This week, the JT celebrates Elaine Mintzes, the 91-year-old philanthropist with a deeply humble streak. Mintzes grew up Orthodox in Upper Park Heights and went to college at the University of Wisconsin. She earned a master’s degree at the University of Michigan and followed that up with law school at New York University.
Despite this pathbreaking history — she was one of just seven women in a class of more than 700 at NYU – Mintzes downplays her own achievements, giving credit, instead, to her late husband, Alvin.
“I’m not interested in necessarily what you are going to say about me,” she told a JT reporter. “My success, whatever it is or has been, was the result of my husband’s guidance, mentoring, friendship, etc. Because I feel that if I had any other man in my life, I would have succumbed and not done anything enviable.”
It’s a romantic inclination, of course, to give credit for one’s good deeds to one’s beloved spouse. But as the voluble, deeply thoughtful Elaine proves in her conversation with the JT, she powerfully holds her own even as she pays tribute to her husband’s memory.
In their life together, the couple contributed to a staggering number of organizations, both Jewish and non-Jewish. In our cover story, Elaine talks about what it feels like to give so much while you’re still alive and can see the good that it does. We also hear from friends and community partners who speak eloquently about Elaine’s generosity and her ecumenical approach to giving, including Greater Baltimore Medical Center’s the Rev. J. Joseph Hart, who talks about learning about Judaism from Elaine.
Speaking of bridging cultural divides, Martin Luther King Jr. Day is on Jan. 15, and reporter Andy Belt not only has a breakdown of what some Jewish organizations are doing to mark the occasion, he also provides details on a remarkable concert at the Gordon Center for Performing Arts that will bring together blues, jazz and klezmer with Yiddish in a truly diverse presentation.

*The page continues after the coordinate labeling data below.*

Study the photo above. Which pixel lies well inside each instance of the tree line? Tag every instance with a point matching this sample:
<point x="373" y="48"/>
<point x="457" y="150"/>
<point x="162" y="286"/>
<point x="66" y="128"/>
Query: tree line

The artistic director of the National Yiddish Theatre- Folksbeine in New York City, Zalmen Mlotek, told the JT that the idea for “Soul to Soul” was born when opera and Broadway performer Elmore James came to him to talk about the Yiddish repertoire of African-American singer Paul Robeson. From that interchange comes a concert with two African-American performers and two Jewish performers, together onstage in a celebration of shared influences.
Sometimes barriers are broken because of a couple’s love, while others are broken because of shared musical traditions. However it happens, it’s inspiring.